Marco, il primo paziente guarito, proviene da una zona rurale del Guatemala, dove non arrivano né luce né gas. La sua numerosa famiglia è Maya, i nativi di quelle terre, ancora oggi tra le fasce di popolazione più povere ed emarginate del Paese. Il suo nucleo è numeroso e tutti lavorano la terra, solo pochissimi imparano a leggere e scrivere. Per famiglie come la sua il viaggio per accompagnarlo nella grande città, l’unico luogo dove si può curare la leucemia in Guatemala, è molto lungo e comporta difficoltà per l’intera famiglia: viene meno sia un aiuto per il lavoro nei campi sia l’accudimento dei figli più piccoli che devono restare senza la madre per molti giorni.

“Questi pazienti e le loro famiglie rappresentano una sfida non solo sul piano clinico ma soprattutto su quello dell’incontro e dello scambio: Marco era fragile e introverso, sua mamma molto silenziosa e poco abituata a rassicurarlo, entrambi erano diffidenti verso medici e infermieri e non abituati a ritrovarsi oggetto di cure e attenzioni. Parte del nostro lavoro consiste anche nel costruire un codice comunicativo comune, per poter creare fiducia e alleanza terapeutica.” –  spiega Marta Verna. “Dopo alcuni giorni difficili in terapia intensiva, la situazione di Marco si è stabilizzata ed è potuto tornare nel suo campo. Viene in città solo per fare i controlli e porta indossa sempre la maglietta della sua squadra di calcio del cuore che gli abbiamo regalato: oggi ne è felice anche se la sorpresa di ricevere un regalo all’inizio lo aveva addirittura spaventato.”

 

CHE COS’È L’AUTOTRAPIANTO 

Il trapianto autologo o autotrapianto è una procedura che permette la somministrazione di chemioterapia ad alta intensità grazie alla successiva re-infusione di cellule staminali ematopoietiche dello stesso paziente, precedentemente raccolte e conservate. Diversi tumori per essere curati necessitano infatti di dosi molto elevate di chemioterapia che tuttavia comportano una tossicità tale da compromettere in maniera irreversibile le funzioni del midollo osseo.
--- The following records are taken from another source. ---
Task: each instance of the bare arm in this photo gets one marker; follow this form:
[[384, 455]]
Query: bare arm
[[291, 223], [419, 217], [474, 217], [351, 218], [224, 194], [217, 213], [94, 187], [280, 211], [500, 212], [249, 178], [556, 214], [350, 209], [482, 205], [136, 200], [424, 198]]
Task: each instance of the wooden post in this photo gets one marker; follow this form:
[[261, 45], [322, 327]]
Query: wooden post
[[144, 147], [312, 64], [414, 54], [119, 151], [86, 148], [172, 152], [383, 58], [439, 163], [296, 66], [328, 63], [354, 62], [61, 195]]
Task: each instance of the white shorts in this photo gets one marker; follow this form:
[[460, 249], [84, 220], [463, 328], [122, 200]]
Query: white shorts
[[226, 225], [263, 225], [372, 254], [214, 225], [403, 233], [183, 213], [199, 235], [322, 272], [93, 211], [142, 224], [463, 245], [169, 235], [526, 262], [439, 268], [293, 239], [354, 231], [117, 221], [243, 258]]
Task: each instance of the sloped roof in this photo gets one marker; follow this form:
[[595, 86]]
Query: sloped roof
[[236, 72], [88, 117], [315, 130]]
L’infusione di cellule staminali ematopoietiche dello stesso paziente consente di porre rimedio a tale tossicità, salvaguardando e ripristinando la capacità del midollo di produrre globuli rossi, globuli bianchi e piastrine.
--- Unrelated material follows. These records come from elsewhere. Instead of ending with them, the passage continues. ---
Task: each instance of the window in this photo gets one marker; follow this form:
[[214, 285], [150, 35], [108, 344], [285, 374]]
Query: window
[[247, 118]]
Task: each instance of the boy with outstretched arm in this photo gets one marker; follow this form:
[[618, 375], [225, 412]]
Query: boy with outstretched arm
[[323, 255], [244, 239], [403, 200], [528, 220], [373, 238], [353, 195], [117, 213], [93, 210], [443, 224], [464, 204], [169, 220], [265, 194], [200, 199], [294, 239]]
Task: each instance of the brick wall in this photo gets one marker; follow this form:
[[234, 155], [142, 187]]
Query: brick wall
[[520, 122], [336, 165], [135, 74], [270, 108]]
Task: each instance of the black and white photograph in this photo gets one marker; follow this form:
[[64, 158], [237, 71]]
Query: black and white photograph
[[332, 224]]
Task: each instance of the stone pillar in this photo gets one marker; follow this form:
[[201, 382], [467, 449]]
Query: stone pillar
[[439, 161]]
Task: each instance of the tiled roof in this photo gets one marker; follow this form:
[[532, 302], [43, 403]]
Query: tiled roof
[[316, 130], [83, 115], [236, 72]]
Nei Paesi in via di sviluppo spesso non è possibile infondere chemioterapie ad alta intensità per il rischio troppo alto di complicanze infettive; l’utilizzo del trapianto autologo permette di ovviare a tale rischio, riuscendo a curare i pazienti con dosi più adeguate ed efficaci.

 

IL PROGETTO CHILDREN GLOBAL MEDICINE

Area di studio, ricerca e pratica che pone attenzione e priorità al miglioramento dello stato di salute e dell’accesso alle cure per tutta la popolazione del mondo, secondo un principio dell’equità. Punta a migliorare la qualità di vita attraverso un approccio di condivisione di conoscenze, tecnologia e competenze organizzative, soprattutto rivolgendosi ai paesi con risorse limitate o a gruppi marginalizzati della popolazione. Questo progetto, coordinato da un comitato scientifico capitanato da Valentino Conter e composto da Marta Verna, Marta Canesi e Maria Luisa Melzi, promuove in tutto il mondo l’alleanza terapeutica tra operatori sanitari e familiari, come da sempre è nella missione del Comitato Maria Letizia Verga, al fine di dare la massima opportunità di guarigione ai bambini affetti da malattie ematologiche maligne.